ニューヒーロー誕生に聖地は大熱狂だ。阪神ドラフト4位ルーキーの島田海吏外野手(22)が、プロ初のサヨナラ打を放ち、9月12日以来の甲子園勝利を虎党に運んだ。延長10回の劇的打でプロ初打点を記録。この日は俊足を生かしてプロ初長打となる三塁打を披露し、プロ初犠打もきっちり成功。チームは連敗を5で止め、本拠地での引き分けを挟んだ連敗も8でストップさせた。
初物ずくめの「島田劇場」に聖地は久々の六甲おろし大合唱だ。ベンチもスタンドもお祭り騒ぎだ。延長10回2死。糸原が申告敬遠で歩かされ、すべての塁が埋まった。「ここで打てばヒーローだな」。カウント1-2と追い込まれてからの4球目。砂田の高く浮いたスライダーを逃さずたたくと、打球は一、二塁間を破った。初めて味わう興奮と歓喜にほおを赤らめたまま、両手を上げてベンチへ向かう。すぐさま駆けだした先輩たちにもみくちゃにされた。
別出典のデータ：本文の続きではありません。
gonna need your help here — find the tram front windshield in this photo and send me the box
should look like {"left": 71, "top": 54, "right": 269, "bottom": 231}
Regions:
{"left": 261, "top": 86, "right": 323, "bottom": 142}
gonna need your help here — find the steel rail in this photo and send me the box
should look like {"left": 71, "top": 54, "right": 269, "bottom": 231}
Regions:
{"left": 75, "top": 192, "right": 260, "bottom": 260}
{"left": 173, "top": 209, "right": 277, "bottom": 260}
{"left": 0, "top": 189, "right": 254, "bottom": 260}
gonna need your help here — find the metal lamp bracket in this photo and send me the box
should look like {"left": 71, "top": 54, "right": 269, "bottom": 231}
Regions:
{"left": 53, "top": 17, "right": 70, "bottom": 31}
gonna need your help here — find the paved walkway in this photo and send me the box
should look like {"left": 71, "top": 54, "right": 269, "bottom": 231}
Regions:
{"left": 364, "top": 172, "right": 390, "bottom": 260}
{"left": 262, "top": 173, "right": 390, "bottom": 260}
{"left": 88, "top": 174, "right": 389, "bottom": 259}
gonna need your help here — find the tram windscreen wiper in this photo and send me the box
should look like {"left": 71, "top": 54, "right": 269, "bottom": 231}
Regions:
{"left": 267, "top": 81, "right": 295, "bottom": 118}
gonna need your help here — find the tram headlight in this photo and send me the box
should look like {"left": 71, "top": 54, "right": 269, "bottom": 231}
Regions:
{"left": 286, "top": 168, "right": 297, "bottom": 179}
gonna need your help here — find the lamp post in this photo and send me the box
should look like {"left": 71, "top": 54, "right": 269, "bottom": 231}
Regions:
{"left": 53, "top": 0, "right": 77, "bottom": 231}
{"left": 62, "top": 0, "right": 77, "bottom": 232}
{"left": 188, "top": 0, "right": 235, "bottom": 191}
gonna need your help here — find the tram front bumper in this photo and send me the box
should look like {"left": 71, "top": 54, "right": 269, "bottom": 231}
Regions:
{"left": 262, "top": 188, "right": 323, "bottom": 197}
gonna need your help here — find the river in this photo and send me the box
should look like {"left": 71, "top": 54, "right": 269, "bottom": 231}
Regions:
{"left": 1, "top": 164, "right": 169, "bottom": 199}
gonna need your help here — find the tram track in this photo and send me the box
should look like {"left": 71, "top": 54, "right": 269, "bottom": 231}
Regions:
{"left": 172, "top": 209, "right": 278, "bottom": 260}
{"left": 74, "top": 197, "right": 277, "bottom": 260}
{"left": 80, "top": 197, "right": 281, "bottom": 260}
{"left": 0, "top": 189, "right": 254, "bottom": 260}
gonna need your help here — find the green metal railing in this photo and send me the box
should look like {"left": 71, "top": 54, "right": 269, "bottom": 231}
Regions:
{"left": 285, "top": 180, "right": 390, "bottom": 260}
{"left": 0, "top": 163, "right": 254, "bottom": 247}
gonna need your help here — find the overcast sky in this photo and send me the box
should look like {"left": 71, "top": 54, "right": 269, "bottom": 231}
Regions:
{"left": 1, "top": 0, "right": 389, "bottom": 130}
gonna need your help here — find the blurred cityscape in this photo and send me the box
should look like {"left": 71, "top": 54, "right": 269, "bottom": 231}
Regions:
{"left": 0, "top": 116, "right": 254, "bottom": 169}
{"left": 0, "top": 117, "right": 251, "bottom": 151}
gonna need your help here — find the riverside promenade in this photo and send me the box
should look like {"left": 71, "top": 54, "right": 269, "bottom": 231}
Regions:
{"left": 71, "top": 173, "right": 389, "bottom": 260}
「声援が力になった気がします。どう打とうとか考えている暇はなかったので、不思議な力が出た気がします」
自慢の快足で劇場は幕を開けた。5回にプロ初長打となる右翼線三塁打。昨年、大学日本代表のチームメートだった東のスライダーを捉えた。「(1打席目は三振で)なんとかやり返したい気持ちはあった。しっかり打ち返せたのは良かった」と白い歯を見せた。7回にはプロ初犠打を1球で決め、締めくくりはプロ初というサヨナラ打。チームを9月12日以来となる甲子園での勝利に導いた。
お立ち台では「みなさんも1度、熊本に行って馬刺しを食べてみてください」と高らかに地元をアピール。数日前には熊本がきっかけで、偉大な先輩から金言を授かっていた。9月29日のナゴヤドームでの試合前練習中。同郷の中日荒木にあいさつすると、激励の言葉をかけられた。「まずはしっかりご飯を食べて、体を大きくすることが大事。しっかり野球に集中して頑張って」。ポジションは違えど、俊足と守備が武器の同じスタイル。2000安打も達成した名手からのエールに心は高ぶった。その荒木が現役引退を正式発表した日に、恩返しの大活躍だ。
甲子園での連敗を止めた立役者となり、金本監督から「ああいう場面でルーキーがなかなか力を発揮できるものではない。本当にあの場面でよく打ってくれました」とたたえられた。「毎日が僕にとって勝負。今日のことは今日で終わりなので、また明日同じような活躍ができるように準備していきたいです」。余韻に浸る間もなく、次の戦いに目を向けた。【吉見元太】
◆島田海吏(しまだ・かいり)1996年(平8)2月6日、熊本県生まれ。宇土東小4年から野球を始め、鶴城中では野球部に所属しながら陸上部の大会に出場。後に100メートル9秒98の日本記録を樹立した桐生祥秀を全国大会で破ったという逸話を持つ。九州学院では2年春に甲子園出場(2回戦敗退)。上武大では2年春から正中堅手で全国大会に5度出場。3年春にリーグ戦首位打者。ベストナイン2回。3年夏と4年夏に大学日本代表を経験。17年ドラフト4位で阪神入りし、ルーキーイヤーの今季はウエスタン・リーグでチーム最多の26盗塁を記録した。175センチ、72キロ。右投げ左打ち。